Chindoscore.com is my first viral product.
Inspired by the infamous Rice Purity Test, it boasted a series of funny, stereotypical Chinese-Indonesian traits and activities. You complete the checklist of questions, then you get a score that shows ‘How Chindo You Are’.
On launch day, I texted the link to some friends and had a couple of meme accounts post about it on Instagram.
Then I took a little nap.
I woke up an hour later to 650 users. By 4 pm, local celebrities/influencers took the test and shared it with millions of followers.
We reached 10,000 users within 12 hours, 30,000 in 36 hours, and 75,000 in 4 days. My little quiz, which I built in two hours, was a viral hit.

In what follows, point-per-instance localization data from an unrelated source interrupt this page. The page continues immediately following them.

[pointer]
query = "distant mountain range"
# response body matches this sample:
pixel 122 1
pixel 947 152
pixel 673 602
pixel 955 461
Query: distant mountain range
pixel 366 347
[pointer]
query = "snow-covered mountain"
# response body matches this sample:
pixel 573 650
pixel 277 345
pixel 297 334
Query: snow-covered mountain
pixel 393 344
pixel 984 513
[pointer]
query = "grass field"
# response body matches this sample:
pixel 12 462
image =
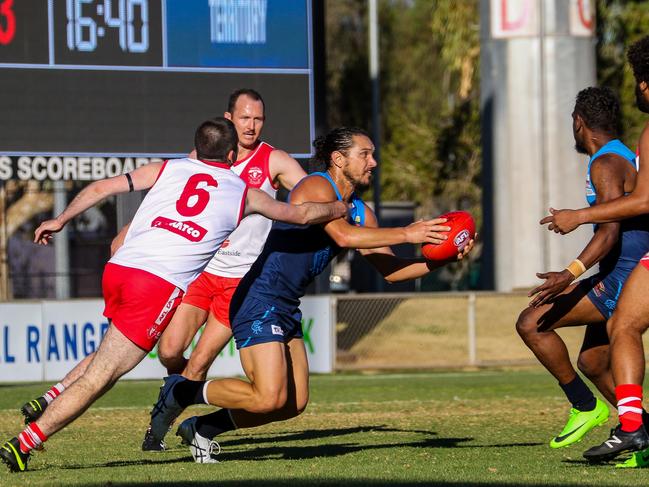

A week after Chindoscore launched, I went to a Christmas dinner where someone asked me how it felt to go viral.
I couldn’t help but chuckle. Of course it felt good. I wouldn’t deny that a bit of clout tickled the more vain side of me. But deep down, the success of Chindoscore meant a lot more to me.
Nested in my backpack is a navy blue notebook packed with a laundry list of startup ideas. Most remain as ideas, forever caged between pages, destined to never see the light of day. Some of them made it into early designs and prototypes. A few were developed into actual MVPs with real users.
None of them took off. So when Chindoscore did, it did not feel like ‘luck’. It was a testament to the skills I’ve developed and a reminder that my efforts were never in vain.
You might not notice it, but Chindoscore is filled with carefully engineered product and design decisions. Everything - from the fonts and colors I used to the order of the questions - was carefully coordinated to maximize virality.
I wouldn’t know how to make these decisions if I hadn’t spent the last few years learning and building. Every failed project, every scrapped idea, every long night spent chasing an outcome that didn’t happen—it adds up. Each one taught me something, and eventually, all those lessons came together.
Chindoscore might’ve only taken me two hours to build, but it was years in the making.
I’m still searching for my breakthrough idea. It’s part of the process. But I know this: I’ll keep building, experimenting, and learning. Because, in the end, that’s what great founders do.